The princess looked incredulous. “It’s a looking glass. Beaten metal. It’s solid enough, see?” She put her finger on the mirror to prove it. “But look at this, look how similar we are. Our hair is nearly the same, but for yours being so filthy. And you’re only an inch or so taller than I am. From the back, we’d be difficult to tell apart.”
Grit looked. It was very true, what the princess said. Their faces were different—Elizabeth’s nose was sharper and more delicate than Grit’s, and her mouth was wider. Their eyes were different, too. The princess had bluer eyes with dark lashes, while Grit’s ran toward gray. But from the back, in matching clothes, they’d be easy to confuse for one another.
* * *
“Hmm.

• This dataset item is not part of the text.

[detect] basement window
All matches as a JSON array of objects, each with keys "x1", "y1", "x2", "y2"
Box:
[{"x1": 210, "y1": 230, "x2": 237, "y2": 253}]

That’s nearly it. If you only had a veil,” Elizabeth murmured, “so no one could see your face, you just might pass muster.” Reaching back into the chest, she pulled out a filmy piece of gauze that she hooked onto the hood, right above Grit’s ears. Elizabeth held her hand up in front of her own face to hide it. “There. Could you tell us apart now?”
“I am a little taller,” Grit said.
“True. But if someone saw you alone, they wouldn’t notice that. Or you could say you’d grown suddenly, couldn’t you? The eyes are different, but that’s a slight matter. People hardly ever look me in the eye.”